What can be the silliness of the Golden Globes matched up with the seriousness of the critics on Sunday night as “The Social Network” took the prize for best drama, Colin Firth was named best dramatic actor for “The King’s Speech” and Natalie Portman danced away with the award for best actress in a drama at the entertainment industry’s second-favorite awards show.
“The Social Network” also won top prizes for its director, David Fincher, and its writer, Aaron Sorkin, making it the evening’s big winner.
In a moving touch, the final award for best movie drama was presented by Michael Douglas, who has fought his way through treatment for throat cancer that was diagnosed not long before the awards season got under way.
“There’s got to be an easier way to get a standing ovation,” said Mr. Douglas, who spoke little but sounded good, and stood out as the kind of trouper Hollywood and its fans both love.
Ms. Portman, who wore neither black nor white — her theme colors of late — but pink, won an almost inevitable prize for her performance as a ballerina on a death spiral in “Black Swan.” That film, critically acclaimed and heavily promoted, has been surging at the box office, giving it the kind of alignment that points toward a strong Oscar presence in coming weeks.
Almost as inevitably, Mr. Firth won for his portrayal of a stammering George VI. His thanks built up to some shaky words of gratitude for Harvey Weinstein, the Hollywood executive who has been a master at landing his pictures in the spotlight at the Globes and Oscars alike.
Melissa Leo and Christian Bale landed some blows by winning supporting actress and actor awards for “The Fighter,” a classic boxing story. The movie starred Mark Wahlberg, who did not win a prize as Micky Ward, a light welterweight champion who was coached by a drug-addicted brother, played by Mr. Bale.
In accepting his prize for writing “The Social Network,” Mr. Sorkin threw a barrage of gratitude at an inner circle of Hollywood operatives that included Sony Pictures executives, his agents at William Morris Endeavor, his producer Scott Rudin and even his publicist. But he also remembered to toss some conciliatory words at Mark Zuckerberg, the Facebook co-founder who was made to look less than admirable in the unauthorized film but did not put any legal roadblocks in its way.
“You turned out to be a great entrepreneur, a visionary and an incredible altruist,” Mr. Sorkin said.
After making numerous disconcertingly off-kilter nominations in the best musical or comedy category — Johnny Depp was twice-nominated for his work in “Alice in Wonderland” and “The Tourist,” neither of which seemed quite to fit — the Hollywood Foreign Press Association, whose 80 or so mostly freelance writers present the awards, redeemed itself by giving its lead award in the category to “The Kids Are All Right.”

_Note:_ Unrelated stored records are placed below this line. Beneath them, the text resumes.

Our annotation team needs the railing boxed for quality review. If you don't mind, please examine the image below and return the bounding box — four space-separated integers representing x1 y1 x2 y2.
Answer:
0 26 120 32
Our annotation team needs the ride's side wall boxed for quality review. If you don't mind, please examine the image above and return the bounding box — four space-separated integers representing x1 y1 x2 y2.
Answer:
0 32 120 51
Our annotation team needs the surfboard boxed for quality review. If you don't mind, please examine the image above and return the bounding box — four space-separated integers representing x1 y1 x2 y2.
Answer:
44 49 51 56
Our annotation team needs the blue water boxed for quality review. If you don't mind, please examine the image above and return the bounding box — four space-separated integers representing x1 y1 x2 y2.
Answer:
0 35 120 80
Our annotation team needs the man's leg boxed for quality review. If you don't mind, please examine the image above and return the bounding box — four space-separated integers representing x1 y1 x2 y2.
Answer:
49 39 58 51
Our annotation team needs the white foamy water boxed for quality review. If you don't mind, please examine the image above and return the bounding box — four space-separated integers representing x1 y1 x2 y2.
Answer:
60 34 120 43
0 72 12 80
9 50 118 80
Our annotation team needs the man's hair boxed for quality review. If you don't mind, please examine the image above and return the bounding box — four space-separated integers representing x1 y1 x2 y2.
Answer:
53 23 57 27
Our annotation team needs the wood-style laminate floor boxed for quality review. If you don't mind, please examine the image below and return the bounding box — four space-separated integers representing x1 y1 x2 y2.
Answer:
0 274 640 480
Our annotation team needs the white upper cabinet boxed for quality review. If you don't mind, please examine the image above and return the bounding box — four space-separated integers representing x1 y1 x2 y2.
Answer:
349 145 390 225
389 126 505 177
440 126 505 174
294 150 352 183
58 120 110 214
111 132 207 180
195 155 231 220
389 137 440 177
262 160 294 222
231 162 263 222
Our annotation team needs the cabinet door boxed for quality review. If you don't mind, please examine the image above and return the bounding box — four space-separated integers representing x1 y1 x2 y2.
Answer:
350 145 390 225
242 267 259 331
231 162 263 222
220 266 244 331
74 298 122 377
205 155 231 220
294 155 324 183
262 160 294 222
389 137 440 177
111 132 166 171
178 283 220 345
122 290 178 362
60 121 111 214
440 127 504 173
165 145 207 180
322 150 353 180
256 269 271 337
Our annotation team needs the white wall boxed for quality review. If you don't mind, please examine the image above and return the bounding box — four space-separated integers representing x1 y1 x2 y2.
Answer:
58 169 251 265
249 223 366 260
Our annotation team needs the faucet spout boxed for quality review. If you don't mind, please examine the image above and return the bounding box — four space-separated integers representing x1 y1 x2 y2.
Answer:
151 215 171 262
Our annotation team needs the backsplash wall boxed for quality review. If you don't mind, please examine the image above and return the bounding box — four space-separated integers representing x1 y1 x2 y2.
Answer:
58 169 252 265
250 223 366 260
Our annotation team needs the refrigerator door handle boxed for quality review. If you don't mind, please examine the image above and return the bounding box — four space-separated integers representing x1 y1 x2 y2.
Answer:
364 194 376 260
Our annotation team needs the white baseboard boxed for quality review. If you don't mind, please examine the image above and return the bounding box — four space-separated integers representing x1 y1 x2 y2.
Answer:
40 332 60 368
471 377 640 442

A critical favorite, that film also won an acting award for one of its stars, Annette Bening. At the same time, Paul Giamatti won an acting award for the semi-serious comedy “Barney’s Version,” about a middle-aged man confronting his unraveling life.
A bit of a snub came with the presentation of the Globe for best foreign language film to “In a Better World,” from Denmark. One of the nominees, “Biutiful,” which stars Javier Bardem and is from Spain and Mexico, has had an early awards-season push behind it.

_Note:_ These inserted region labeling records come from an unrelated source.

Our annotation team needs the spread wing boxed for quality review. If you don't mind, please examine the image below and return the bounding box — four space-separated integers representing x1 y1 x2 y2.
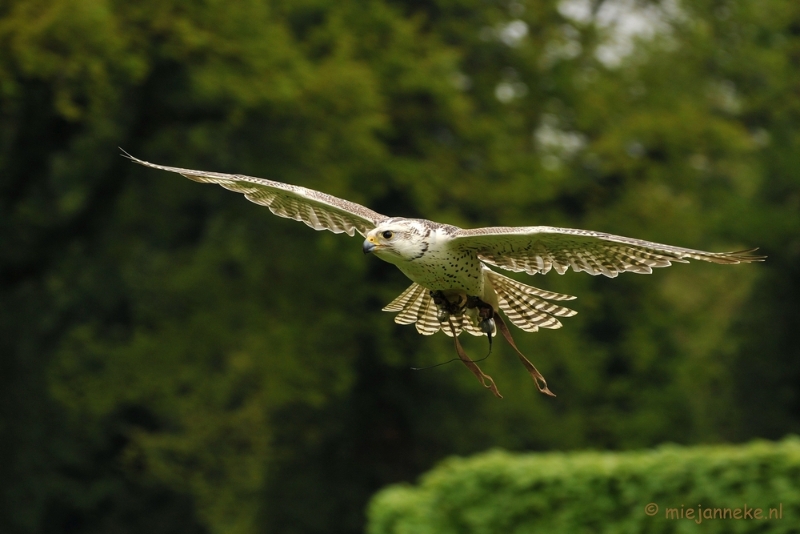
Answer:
123 152 386 236
452 226 766 278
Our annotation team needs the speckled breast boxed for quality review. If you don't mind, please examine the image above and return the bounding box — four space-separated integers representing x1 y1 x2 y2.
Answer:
396 250 483 296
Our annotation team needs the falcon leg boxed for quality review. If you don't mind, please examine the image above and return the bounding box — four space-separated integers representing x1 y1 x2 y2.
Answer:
447 317 503 399
494 312 556 397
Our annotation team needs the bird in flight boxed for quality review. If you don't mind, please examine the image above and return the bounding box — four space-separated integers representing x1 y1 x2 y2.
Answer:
123 151 765 397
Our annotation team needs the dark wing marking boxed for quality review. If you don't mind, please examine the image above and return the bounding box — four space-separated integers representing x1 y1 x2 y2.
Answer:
123 152 386 236
452 226 766 278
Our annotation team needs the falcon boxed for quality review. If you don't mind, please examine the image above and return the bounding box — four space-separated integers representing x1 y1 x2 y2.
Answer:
123 151 765 397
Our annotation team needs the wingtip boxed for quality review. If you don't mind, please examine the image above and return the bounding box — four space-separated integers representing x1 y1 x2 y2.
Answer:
726 247 767 263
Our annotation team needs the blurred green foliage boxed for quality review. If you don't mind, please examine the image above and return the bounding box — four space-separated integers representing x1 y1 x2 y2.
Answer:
0 0 800 534
367 437 800 534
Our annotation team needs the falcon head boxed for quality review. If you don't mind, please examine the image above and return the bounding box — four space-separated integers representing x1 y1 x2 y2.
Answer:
363 218 430 263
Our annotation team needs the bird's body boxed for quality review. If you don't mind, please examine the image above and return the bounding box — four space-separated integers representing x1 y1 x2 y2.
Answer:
125 154 764 396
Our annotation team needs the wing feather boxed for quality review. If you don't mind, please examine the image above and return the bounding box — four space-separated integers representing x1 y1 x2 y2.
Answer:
452 226 765 278
123 152 386 240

As always, the awards show, in the grand ballroom of the Beverly Hilton, wore thin as the plethora of awards — for movies and television both, plus those special prizes for comic categories — piled up and were spread around. There was a little something for Jim Parsons, as best comic actor in “The Big Bang Theory,” and best comic actress for the absent Laura Linney in “The Big C”

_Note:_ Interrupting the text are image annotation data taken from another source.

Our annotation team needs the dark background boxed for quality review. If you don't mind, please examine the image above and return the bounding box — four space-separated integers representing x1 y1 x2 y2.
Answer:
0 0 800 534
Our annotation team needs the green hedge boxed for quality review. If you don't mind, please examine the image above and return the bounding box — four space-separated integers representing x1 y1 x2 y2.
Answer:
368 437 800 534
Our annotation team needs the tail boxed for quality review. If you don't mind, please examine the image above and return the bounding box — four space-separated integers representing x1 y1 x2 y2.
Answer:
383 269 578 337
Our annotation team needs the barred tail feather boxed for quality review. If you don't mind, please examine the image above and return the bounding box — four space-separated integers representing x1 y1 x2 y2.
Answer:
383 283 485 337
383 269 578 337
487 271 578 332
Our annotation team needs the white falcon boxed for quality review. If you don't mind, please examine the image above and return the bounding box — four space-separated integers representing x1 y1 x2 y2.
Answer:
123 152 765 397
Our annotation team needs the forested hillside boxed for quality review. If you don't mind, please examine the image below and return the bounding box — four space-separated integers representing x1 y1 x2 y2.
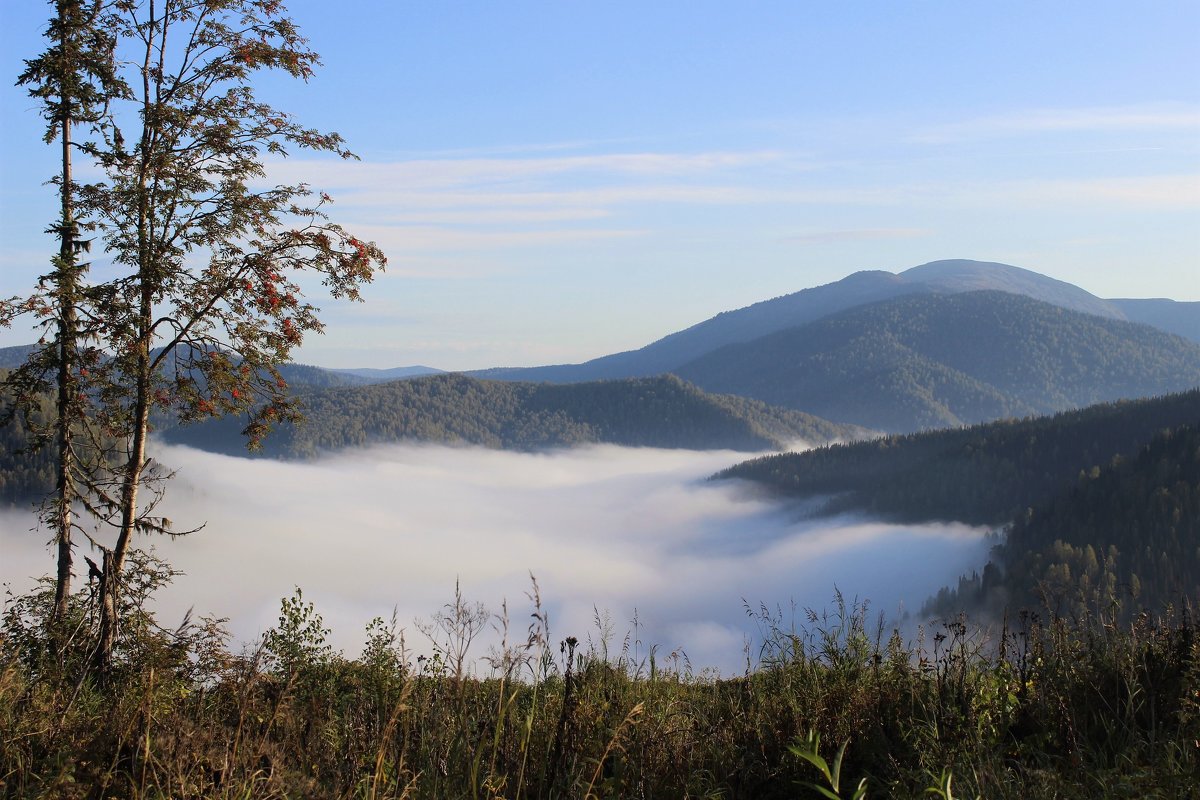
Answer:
716 390 1200 525
163 374 864 457
928 425 1200 618
678 291 1200 432
0 368 56 506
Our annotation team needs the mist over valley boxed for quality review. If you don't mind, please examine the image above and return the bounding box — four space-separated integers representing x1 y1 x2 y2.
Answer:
0 445 988 674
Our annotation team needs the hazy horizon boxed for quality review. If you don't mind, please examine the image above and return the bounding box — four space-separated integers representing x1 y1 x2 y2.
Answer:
0 0 1200 371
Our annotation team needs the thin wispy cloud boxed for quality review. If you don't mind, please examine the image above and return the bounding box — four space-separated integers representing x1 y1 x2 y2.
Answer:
912 104 1200 144
785 228 932 245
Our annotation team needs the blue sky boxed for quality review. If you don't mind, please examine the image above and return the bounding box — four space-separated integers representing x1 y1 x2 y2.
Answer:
0 0 1200 368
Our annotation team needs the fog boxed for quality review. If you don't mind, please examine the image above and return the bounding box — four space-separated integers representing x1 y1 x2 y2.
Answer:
0 445 986 674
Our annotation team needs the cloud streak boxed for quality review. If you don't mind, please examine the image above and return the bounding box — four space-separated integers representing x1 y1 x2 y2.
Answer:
0 446 984 673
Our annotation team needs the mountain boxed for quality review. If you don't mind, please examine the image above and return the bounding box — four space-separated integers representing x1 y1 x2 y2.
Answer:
925 423 1200 622
676 291 1200 432
470 259 1180 383
715 390 1200 532
1109 297 1200 342
0 344 37 369
326 365 445 383
161 374 865 457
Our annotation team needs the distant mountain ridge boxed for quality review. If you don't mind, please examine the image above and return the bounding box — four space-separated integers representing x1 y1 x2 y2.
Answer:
714 390 1200 532
468 259 1200 383
161 374 868 458
676 291 1200 432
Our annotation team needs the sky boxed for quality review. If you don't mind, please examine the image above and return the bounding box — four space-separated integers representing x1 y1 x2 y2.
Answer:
0 0 1200 369
0 445 989 674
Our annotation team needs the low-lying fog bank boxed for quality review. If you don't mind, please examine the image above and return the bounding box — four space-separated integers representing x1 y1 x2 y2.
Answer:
0 445 986 674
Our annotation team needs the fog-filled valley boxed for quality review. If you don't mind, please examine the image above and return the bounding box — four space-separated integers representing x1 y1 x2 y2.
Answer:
0 445 986 674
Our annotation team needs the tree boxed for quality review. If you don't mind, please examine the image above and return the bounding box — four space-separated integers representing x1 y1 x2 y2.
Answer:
9 0 385 674
7 0 121 619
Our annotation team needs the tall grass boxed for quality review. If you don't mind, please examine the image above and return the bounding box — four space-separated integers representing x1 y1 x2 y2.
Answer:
0 573 1200 800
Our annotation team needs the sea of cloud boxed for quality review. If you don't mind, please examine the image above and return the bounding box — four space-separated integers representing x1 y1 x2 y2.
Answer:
0 445 986 674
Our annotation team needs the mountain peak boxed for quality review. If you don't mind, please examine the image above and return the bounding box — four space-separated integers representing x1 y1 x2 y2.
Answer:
899 258 1126 319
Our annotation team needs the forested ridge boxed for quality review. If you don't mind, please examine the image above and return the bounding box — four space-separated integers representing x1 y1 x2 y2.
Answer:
929 420 1200 618
163 374 864 457
677 291 1200 433
716 390 1200 525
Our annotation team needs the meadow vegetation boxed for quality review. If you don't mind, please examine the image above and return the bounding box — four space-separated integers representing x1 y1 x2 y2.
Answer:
0 578 1200 799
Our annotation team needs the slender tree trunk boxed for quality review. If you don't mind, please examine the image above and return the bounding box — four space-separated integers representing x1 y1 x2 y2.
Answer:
96 2 157 679
53 0 79 620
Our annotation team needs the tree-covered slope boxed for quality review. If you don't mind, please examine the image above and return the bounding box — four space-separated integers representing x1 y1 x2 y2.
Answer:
1109 297 1200 342
716 390 1200 525
163 374 863 457
678 291 1200 432
926 421 1200 618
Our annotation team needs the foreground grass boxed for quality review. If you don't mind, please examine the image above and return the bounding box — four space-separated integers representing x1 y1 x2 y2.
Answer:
0 581 1200 799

It was a big night for Fox’s “Glee,” which picked up the best musical or comedy series award, as well as a pair of acting awards for Jane Lynch and Chris Colfer.
The Globes show only occasionally sank to the more inevitable movie-season jokes about Mr. Zuckerberg’s billions (“Heather Mills calls him the one that got away,” said Ricky Gervais, the show’s sharp-tongued host) and severed limbs (Steve Carell joked that he would have given his right arm to have written “127 Hours”).
Mr. Gervais virtually disappeared from the later stages of the show, leaving the presenters mostly to fend for themselves. Some did better than others.